T. Rowe Price CEO Leo Puri. Photo: Aniruddha Chowdhury/Mint
Mumbai: US-based asset manager T. Rowe Price has written to India’s stock market regulator, seeking its intervention in the affairs of UTI Mutual Fund that it co-owns with four state-owned financial institutions.
In a letter dated 23 July, T. Rowe Price, which holds 26% in UTI MF, asked the regulator to extend the term of its current CEO Leo Puri for a year, and direct other shareholders —who hold 18.25% each—to reduce their stakes to 10% each by March 2019 as mandated by the regulator. Mint has seen a copy of the letter.
“If you fail to act, we shall, as responsible shareholders and asset managers, have to adopt appropriate proceedings, which we have been resisting in the hope that the Indian government/regulator (Sebi) will take appropriate action in the best interests of UTI MF,” T. Rowe Price wrote in its letter to the Securities and Exchange Board of India (Sebi).
Though T. Rowe Price is the biggest shareholder in UTI MF, India’s sixth largest mutual fund house, the other four owners—Life Insurance Corp. of India (LIC), Bank of Baroda (BoB), Punjab National Bank (PNB) and Bank of India (BoI)—together own a commanding majority on its board.
T. Rowe Price, among the world’s largest asset management companies (AMCs) with over $1 trillion assets under management, further wrote, “Independent directors on the board of the AMC (nominated by LIC, SBI, and PNB), without consulting TRP’s nominee directors, had the gall to challenge and oppose the decisions of the trustees, accused the trustees of being prejudiced against the independent directors, and refused to accept the directions passed by the trustees.”
“The independent directors, using their majority on the AMC’s board, have been blatantly flouting the MF regulations by undermining the directions and authority of the trustees. We are very disappointed with the defiant and irresponsible actions of the ‘independent directors’ of UTI AMC, taken without sincere regard for either trustee board authority or the inevitable damage done to the business of UTI and its Unit Holders,” it added.
“This could have dire consequences for the AMC and its operations. Further, when a trustee board has taken a principled position to protect its unit holders, if Sebi does not support that trustee board in the face of opposition from a contentious AMC board faction, such inaction will surely weaken the future influence of all mutual fund trustee boards,” the letter added.
A T. Rowe Price spokesperson said the firm was merely asking authorities to comply with regulations, law and the directions of the trustee board. “The AMC directors nominated by certain conflicted shareholders have gone well outside the bounds of good governance in an effort to create a situation that will allow the conflicted shareholders to avoid timely compliance with the Sebi regulation requiring each of them to sell below 10%. In doing so, these directors have also defied the lawfully binding direction of the independent MF trustee board. We are simply asking Sebi and the finance ministry to direct the sponsors and their nominees to comply with regulations, the law and, more specifically, the directions of the trustee board,” the spokesperson said in an emailed response.

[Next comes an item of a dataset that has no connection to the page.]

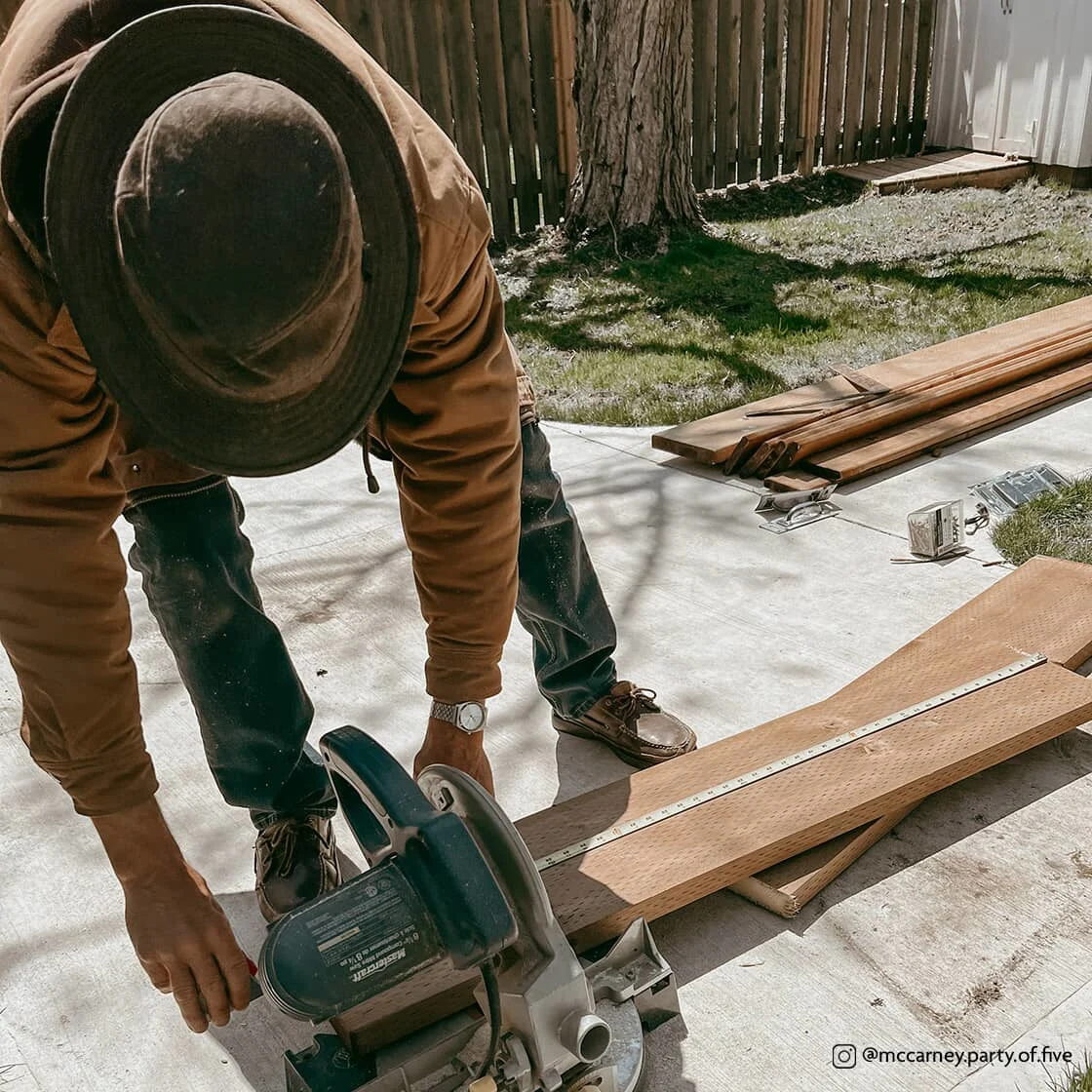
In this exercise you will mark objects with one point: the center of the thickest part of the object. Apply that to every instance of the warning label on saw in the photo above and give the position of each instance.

Queries emailed to UTI AMC, Sebi, LIC, BoB, PNB and BoI remained unanswered till press time.
A Sebi order in March 2018, intended to avoid potential conflicts of interest and strengthen the governance structure of MFs, said no shareholder of an AMC can own more than 10% stake in another AMC; and that those who own such stakes need to bring them down. Such shareholders will not be allowed to be on the board of both AMCs either.

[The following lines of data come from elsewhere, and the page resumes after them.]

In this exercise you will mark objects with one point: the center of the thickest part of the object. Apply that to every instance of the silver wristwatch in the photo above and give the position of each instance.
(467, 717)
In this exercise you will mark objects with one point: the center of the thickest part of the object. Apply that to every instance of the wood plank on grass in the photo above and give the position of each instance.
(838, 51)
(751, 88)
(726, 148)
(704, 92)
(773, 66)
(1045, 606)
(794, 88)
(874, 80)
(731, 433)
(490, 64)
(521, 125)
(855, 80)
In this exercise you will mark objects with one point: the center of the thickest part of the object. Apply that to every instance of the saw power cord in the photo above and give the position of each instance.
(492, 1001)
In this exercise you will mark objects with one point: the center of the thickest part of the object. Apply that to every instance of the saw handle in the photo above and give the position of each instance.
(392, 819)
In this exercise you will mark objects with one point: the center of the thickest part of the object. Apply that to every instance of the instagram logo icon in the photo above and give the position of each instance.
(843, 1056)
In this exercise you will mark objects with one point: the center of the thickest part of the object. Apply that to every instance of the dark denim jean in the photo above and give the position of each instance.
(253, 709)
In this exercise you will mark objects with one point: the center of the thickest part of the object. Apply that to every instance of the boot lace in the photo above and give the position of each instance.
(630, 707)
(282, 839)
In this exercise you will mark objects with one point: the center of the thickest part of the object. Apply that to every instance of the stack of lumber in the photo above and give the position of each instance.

This means T. Rowe Price’s partners, which have their own MF businesses, will need to pare their stakes through an IPO. T. Rowe Price is seeking to extend the tenure of Puri, which ends in August 2018, to ensure continuity through the expected IPO (initial public offering) process. He was appointed as CEO in 2013, after the position remained unoccupied for over two years.
When UTI MF was set up, the four stakeholders were supposed to be temporary custodians. It was agreed that over time, these shareholders would exit through an IPO.
Each Indian shareholder paid around Rs 312 crore in 2003-05 to acquire 25% of UTI. Later, T. Rowe Price paid Rs 162 crore to each stakeholder in 2009 to acquire a 26% in UTI AMC.